CINNAMON (voiced by former Disney star Brenda Song) is a seriously spoiled Maltese who's used to getting her own way, particularly when it comes to her indulgent "mommy," divorced single mother Madeline (Cynthia Gibb). But things change for little Cinnamon when Madeline meets Kevin (Greg Evigan), a handsome widower with a 13-year-old son, Jordan (Kendall Ryan Sanders). Unhappy with the prospect of not being Madeline's center of attention, Cinnamon starts a strategic campaign to sabotage Madeline and Kevin's whirlwind romance. Eventually, Cinnamon must decide whether she wants Madeline to be unhappy -- but all hers -- or to share her owner with the man of her dreams.
Is it any good?
Family films require a delicate balance, lest "wholesome" quickly turn into "bland" and "kid friendly" become an adult snoozefest. While CINNAMON isn't completely boring, it's a strange hybrid of post-divorce romance, middle-school puppy love, and talking-dog comedy. The humor is pretty forgettable (mostly slapstick gags), and the story feels overlong for such a paper-thin plot (dog likes being the apple of her owner's eye and attempts to destroy her favorite human's chance at love).

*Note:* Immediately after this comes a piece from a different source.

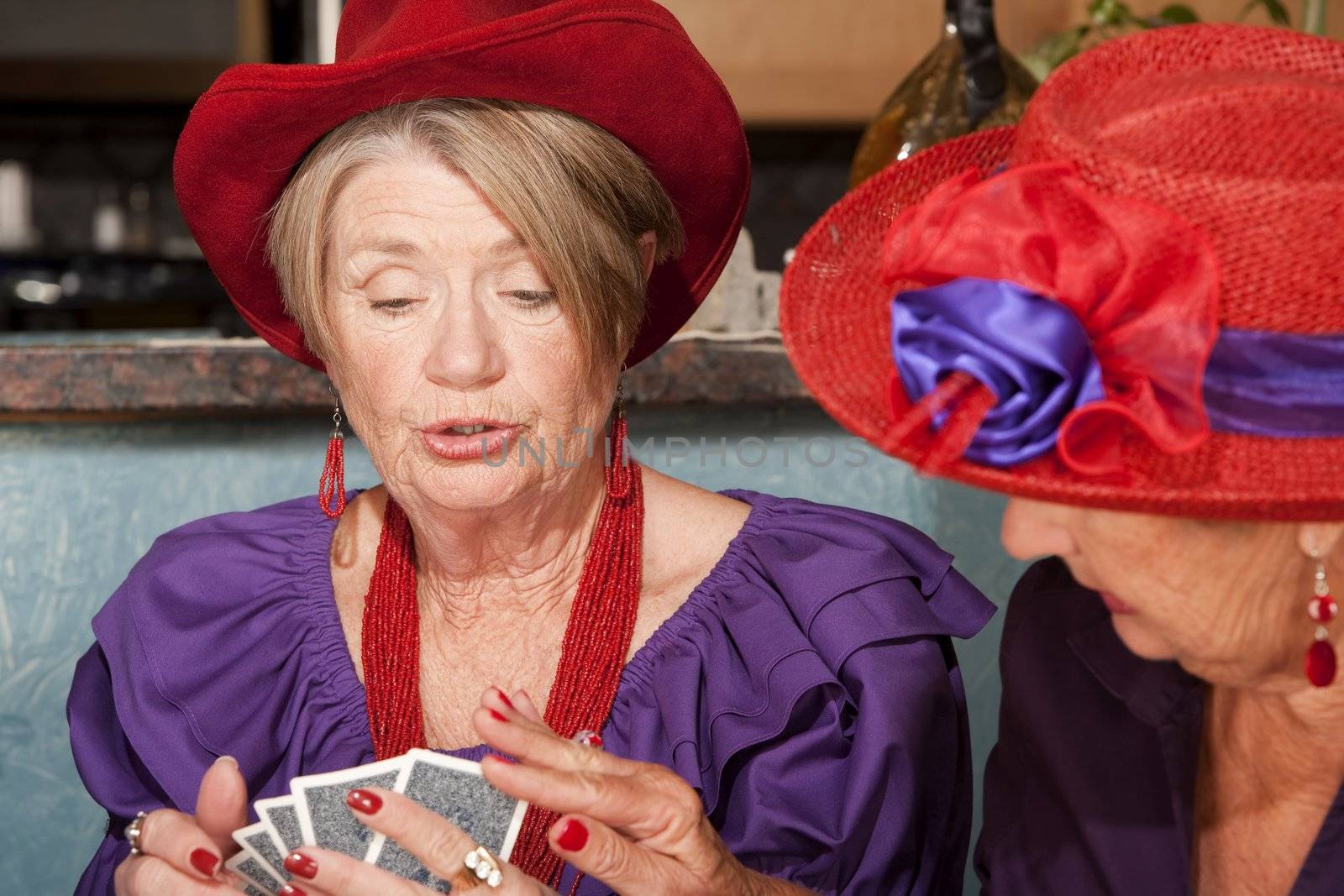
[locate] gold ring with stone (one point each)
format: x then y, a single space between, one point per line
479 867
134 829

For such a low-budget live-action film, Gibb and Evigan are surprisingly capable actors, but their on-screen kids come off as more annoying than relatable. Plus, let's face it -- there are only so many ways an audience can watch a dog come between her owner on a date before it (quickly) starts to fall flat. Just as Madeline and Kevin deserve their love to grow, families deserve movies that aren't just mediocre. Sadly, Cinnamon isn't nearly as tangy or sweet as the title implies.
Explore, discuss, enjoy
Families can talk about the popularity of talking-animal films. Why are animals that speak so often featured in family films?
Although Cinnamon is a dog, her reluctance to share her "mommy" could apply to the way kids feel when their single parent starts dating. Is Madeline and Kevin's relationship a good example of how to handle a blended family?